6.A l'appui de son opposition, l'assuré allègue qu'il a dû quitter
son emploi pour préserver sa santé. Il déclare par écrit du 10
décembre 2009 qu'il commençait à subir des pressions internes et à
développer un burn out qui l'empêchait d'être motivé au travail.

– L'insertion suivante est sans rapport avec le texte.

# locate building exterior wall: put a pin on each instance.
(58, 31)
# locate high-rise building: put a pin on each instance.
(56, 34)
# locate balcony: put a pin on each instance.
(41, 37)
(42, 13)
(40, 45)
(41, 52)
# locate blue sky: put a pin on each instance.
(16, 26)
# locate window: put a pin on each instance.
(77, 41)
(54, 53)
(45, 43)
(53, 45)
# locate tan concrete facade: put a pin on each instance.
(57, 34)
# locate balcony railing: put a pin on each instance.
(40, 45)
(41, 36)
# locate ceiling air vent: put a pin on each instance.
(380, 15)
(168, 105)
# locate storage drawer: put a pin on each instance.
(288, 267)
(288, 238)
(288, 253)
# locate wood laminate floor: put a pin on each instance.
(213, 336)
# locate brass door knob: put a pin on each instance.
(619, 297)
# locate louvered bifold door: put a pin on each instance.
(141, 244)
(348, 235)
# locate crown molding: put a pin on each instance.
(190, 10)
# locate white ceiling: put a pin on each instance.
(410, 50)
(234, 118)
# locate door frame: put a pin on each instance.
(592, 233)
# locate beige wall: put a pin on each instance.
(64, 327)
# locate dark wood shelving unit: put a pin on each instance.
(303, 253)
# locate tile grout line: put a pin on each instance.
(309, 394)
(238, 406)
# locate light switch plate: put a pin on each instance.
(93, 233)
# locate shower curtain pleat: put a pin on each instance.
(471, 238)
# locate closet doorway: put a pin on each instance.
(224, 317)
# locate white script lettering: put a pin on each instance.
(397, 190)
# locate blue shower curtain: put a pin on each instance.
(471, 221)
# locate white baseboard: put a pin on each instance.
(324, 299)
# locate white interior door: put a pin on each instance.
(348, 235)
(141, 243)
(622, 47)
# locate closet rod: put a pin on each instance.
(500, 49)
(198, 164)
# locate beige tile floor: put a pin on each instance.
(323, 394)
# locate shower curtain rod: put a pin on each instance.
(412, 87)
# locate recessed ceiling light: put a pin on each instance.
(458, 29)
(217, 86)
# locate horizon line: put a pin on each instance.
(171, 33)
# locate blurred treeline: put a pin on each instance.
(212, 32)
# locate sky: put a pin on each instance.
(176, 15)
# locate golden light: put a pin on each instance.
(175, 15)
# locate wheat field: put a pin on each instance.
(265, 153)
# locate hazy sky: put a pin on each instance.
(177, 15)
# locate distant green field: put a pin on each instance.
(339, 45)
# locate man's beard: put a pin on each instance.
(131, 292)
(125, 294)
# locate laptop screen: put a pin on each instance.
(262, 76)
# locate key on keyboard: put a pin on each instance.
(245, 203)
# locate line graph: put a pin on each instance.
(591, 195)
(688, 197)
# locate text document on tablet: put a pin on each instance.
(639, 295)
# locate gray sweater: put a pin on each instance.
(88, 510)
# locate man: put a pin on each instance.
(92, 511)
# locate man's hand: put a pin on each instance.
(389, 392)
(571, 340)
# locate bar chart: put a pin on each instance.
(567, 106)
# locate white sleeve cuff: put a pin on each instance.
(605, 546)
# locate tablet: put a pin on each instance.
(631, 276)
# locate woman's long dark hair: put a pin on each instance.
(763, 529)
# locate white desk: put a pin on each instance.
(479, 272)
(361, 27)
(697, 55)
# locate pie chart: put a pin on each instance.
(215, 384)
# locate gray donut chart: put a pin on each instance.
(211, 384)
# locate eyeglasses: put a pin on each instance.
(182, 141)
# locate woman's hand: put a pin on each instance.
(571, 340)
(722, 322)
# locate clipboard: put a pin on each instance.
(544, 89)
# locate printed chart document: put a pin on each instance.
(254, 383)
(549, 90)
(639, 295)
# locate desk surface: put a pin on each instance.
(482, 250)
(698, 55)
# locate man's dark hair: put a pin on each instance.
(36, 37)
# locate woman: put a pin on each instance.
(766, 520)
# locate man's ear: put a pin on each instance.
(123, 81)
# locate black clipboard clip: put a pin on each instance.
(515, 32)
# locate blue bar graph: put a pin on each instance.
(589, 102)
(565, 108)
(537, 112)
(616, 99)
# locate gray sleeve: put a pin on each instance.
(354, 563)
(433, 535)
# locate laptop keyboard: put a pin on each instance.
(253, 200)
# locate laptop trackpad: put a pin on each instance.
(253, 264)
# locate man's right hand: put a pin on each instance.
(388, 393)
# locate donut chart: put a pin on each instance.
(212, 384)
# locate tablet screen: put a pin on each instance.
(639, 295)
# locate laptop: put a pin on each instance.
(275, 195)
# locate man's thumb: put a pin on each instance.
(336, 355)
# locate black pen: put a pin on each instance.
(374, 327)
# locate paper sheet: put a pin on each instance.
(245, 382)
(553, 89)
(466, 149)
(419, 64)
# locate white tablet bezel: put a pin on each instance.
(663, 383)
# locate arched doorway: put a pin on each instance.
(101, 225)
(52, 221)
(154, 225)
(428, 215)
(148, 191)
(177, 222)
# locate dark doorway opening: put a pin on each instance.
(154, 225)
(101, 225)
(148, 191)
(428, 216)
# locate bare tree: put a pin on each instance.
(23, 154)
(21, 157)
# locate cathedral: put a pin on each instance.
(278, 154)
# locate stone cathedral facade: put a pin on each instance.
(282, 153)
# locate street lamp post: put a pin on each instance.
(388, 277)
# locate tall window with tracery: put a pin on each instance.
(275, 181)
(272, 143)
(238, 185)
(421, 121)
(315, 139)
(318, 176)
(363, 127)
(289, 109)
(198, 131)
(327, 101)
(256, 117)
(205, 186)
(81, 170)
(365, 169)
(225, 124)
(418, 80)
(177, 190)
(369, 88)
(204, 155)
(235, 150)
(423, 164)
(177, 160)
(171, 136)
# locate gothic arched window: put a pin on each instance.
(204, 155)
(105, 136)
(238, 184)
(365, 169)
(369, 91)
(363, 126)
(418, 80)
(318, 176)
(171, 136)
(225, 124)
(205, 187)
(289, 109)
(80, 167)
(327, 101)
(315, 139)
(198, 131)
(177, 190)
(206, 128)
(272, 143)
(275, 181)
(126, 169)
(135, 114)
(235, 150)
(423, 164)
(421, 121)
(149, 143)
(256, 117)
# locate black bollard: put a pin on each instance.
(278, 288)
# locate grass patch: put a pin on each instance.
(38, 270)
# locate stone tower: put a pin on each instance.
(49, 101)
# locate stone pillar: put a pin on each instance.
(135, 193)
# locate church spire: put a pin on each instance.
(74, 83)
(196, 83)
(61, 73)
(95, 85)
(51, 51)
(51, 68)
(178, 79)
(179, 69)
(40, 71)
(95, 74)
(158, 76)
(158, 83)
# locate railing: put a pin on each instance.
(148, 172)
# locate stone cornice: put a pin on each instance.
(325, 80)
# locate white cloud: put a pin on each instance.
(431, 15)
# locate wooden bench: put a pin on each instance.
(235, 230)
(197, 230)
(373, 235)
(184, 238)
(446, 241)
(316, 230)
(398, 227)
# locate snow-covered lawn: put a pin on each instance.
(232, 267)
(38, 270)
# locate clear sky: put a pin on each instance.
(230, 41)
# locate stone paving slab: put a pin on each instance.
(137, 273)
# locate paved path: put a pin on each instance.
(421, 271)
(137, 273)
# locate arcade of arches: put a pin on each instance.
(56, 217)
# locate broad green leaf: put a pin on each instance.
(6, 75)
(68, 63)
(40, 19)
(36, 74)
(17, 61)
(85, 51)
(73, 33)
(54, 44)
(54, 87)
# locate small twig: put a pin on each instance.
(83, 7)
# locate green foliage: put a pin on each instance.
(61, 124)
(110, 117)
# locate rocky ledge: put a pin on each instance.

Toutefois, cet argument n'est pas pertinent en l'espèce. En effet, il
ne s'agit pas de déterminer si l'assuré est au chômage par sa faute
mais de savoir si la mise à la retraite anticipée résulte d'une volonté
de sa part ou pas. Et dans le cas présent, il a été démontré au degré
de la vraisemblance prépondérante qui prévaut en droit des
assurances sociales que l'opposant n'a été mis à la retraite ni pour
des raisons économiques, ni en application de dispositions de
prévoyance professionnelle impérative, mais bel et bien parce qu'il
l'a voulu.
7.Enfin, l'opposant invoque l'argument selon lequel la caisse
l'aurait mal informé quant à ses droits. [...] l'assuré allègue s'être
renseigné auprès de la caisse sur son droit en mars 2007 déjà. On
lui aurait alors répondu qu'il n'avait aucun souci à se faire. Il déclare
que la caisse s'est contentée de lui indiquer le site internet sur
lequel il pouvait consulter la LACI mais selon ses dires, cela ne lui
aurait servi à rien. Il ajoute que s'il avait été mieux renseigné, il
n'aurait pas résilié son contrat de travail.
[...]
Dans le cas présent, l'opposant n'apporte aucun élément permettant
d'établir que la caisse a failli à son obligation de renseigner, ni
même qu'il se soit effectivement renseigné. En outre, selon une
jurisprudence établie du Tribunal fédéral, l'obligation de renseigner
telle qu'elle ressort de l'art. 27 de la Loi sur la partie générale des
assurances (ci-après: LPGA) est satisfaite par le biais de brochures,
fiches, instructions, etc. (arrêt du 19 mai 2006, C 44/05). Aussi,
l'autorité de céans s'étonne que, bien qu'il ne soit pas arrivé à
obtenir des réponses satisfaisantes à ses questions, l'assuré ait
choisi de résilier son contrat de travail.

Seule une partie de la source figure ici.